TooJay’s, a 28-unit deli chain based in South Florida, filed for bankruptcy Wednesday.
CEO Max Piet said the bankruptcy was a “direct result of the devastating economic impact of the COVID-19 pandemic.”
“This course of action will enable us to remain open to serve our communities with the same great food and service we are known for,” Piet said in a statement to Florida media outlets. “As we learn of the reopening plans for our dining rooms, we will rehire more employees and expand our services as restrictions allow.”
Florida Gov. Ron DeSantis announced Wednesday that restaurants may allow dine-in services at 25 percent capacity beginning Monday, except for Miami-Dade, Broward, and Palm Beach counties.
The company filed for bankruptcy despite securing a $6.4 million loan from the Paycheck Protection Program that it will use on payroll and other expenses, like future rent. In addition to the PPP loan, TooJay’s has $33 million in secured debt across 10 lenders. The company estimates it’s worth between $44 million and $50 million.
The filing said business was operating profitably, prior to the COVID-19 outbreak. There were plans to expand the chain into more parts of Florida and the Southeast. But in March, the pandemic caused “the temporary or indefinite closure of the majority of Debtors’ restaurants and seriously affected the Debtors’ operations, revenues, and workforce.” A spokesperson told the South Florida Sun-Sentinel that no decision has been made about permanently closing any location.
The chain reduced management from 1,114 full-time employees at the end of February to 290 full-time workers on March 29. At the same time in 2019, there were 1,635 employees.
“The reduction in sales has made it difficult for TooJay’s to maintain the level of profitability to which it has historically enjoyed and which it needs to continue operating its businesses,” the filing said.
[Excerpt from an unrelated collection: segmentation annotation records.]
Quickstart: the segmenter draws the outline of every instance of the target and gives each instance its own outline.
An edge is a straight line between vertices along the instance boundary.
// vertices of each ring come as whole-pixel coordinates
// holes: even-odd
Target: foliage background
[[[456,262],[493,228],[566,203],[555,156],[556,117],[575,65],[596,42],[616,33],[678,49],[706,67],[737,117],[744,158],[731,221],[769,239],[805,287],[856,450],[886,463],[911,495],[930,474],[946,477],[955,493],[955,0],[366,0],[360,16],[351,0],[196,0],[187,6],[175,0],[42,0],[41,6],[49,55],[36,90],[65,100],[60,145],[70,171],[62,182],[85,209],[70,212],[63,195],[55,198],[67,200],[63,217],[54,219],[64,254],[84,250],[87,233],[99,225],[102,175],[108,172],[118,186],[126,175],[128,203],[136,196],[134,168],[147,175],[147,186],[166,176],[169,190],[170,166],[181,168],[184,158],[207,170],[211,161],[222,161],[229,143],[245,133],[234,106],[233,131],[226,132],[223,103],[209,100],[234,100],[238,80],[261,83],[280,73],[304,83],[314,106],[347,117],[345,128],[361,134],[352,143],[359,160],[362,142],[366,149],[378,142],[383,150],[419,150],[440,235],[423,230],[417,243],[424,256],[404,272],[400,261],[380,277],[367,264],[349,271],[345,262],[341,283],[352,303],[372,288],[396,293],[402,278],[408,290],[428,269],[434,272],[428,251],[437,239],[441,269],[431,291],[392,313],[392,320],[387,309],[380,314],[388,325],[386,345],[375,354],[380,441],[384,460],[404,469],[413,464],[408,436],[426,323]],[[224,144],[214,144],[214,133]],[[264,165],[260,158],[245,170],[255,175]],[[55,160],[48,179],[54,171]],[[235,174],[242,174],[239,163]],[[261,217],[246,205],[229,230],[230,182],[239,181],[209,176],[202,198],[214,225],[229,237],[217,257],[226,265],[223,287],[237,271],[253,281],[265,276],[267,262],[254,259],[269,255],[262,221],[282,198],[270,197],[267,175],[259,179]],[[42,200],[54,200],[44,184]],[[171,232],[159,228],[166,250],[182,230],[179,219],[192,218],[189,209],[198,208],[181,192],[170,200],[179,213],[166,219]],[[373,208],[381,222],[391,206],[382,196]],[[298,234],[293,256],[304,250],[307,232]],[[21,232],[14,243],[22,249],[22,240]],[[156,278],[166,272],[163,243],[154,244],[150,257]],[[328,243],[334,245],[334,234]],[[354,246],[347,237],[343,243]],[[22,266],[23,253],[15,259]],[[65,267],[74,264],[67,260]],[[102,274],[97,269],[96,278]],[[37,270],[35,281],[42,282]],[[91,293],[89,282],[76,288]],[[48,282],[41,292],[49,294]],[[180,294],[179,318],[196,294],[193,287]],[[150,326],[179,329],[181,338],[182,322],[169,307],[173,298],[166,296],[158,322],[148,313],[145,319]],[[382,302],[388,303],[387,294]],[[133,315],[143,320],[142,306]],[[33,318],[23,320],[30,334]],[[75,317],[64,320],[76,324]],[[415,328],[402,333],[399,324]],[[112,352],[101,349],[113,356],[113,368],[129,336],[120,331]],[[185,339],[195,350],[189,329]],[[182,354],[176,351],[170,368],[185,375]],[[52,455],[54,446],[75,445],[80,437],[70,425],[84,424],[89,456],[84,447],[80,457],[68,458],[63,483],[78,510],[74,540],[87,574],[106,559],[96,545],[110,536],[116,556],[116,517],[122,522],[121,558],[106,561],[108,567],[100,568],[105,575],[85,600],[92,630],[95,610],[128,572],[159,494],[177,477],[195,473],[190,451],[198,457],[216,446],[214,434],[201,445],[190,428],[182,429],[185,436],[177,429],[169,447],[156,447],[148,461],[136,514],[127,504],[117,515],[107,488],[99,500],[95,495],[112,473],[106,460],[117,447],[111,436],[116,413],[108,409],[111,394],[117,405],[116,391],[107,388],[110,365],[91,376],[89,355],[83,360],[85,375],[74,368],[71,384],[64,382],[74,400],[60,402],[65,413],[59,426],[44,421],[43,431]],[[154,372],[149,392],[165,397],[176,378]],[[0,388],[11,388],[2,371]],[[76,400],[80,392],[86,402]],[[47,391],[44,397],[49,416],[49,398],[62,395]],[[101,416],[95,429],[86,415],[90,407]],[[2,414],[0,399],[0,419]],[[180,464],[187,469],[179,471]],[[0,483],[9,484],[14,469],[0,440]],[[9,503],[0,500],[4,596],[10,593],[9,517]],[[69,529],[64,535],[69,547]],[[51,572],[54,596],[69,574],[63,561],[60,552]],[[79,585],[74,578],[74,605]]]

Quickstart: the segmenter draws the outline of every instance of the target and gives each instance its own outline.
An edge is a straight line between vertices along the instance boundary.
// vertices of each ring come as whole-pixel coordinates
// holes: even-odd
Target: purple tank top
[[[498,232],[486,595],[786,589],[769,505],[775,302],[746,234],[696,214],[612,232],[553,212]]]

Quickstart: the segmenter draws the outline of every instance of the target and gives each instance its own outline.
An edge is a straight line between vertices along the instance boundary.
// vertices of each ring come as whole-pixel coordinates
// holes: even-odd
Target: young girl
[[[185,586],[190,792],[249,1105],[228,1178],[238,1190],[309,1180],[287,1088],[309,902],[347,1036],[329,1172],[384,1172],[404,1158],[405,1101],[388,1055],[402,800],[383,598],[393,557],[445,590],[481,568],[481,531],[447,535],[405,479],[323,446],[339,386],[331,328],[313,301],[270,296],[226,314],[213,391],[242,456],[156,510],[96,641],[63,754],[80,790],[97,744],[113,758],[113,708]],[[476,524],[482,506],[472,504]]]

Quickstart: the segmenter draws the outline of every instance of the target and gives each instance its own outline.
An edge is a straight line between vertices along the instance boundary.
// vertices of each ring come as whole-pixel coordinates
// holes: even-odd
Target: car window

TooJay’s said it filed the bankruptcy to preserve the value of assets and operations, restructure debt, negotiate a plan of reorganization, and work with landlords.
“The Debtors have successfully operated a profitable enterprise for many years and are well known in the locations in which they operate,” the filing said. “They project that the lifting of closures anticipated over the next two months will rehabilitate their operations.”
The COVID-19 pandemic has pushed other companies to the edge, as well.
FoodFirst Global Restaurants, parent of BRAVO Cucina Italiana and BRIO Tuscan Grille, filed for bankruptcy April 11 due to the negative effects of the COVID-19 pandemic. Sales dropped from $400 million in 2017 to $307 million in 2019. The company closed 71 of its 92 U.S. locations in March and furloughed 6,000 employees.
It was also reported that California Pizza Kitchen is looking to restructure its debt to avoid bankruptcy.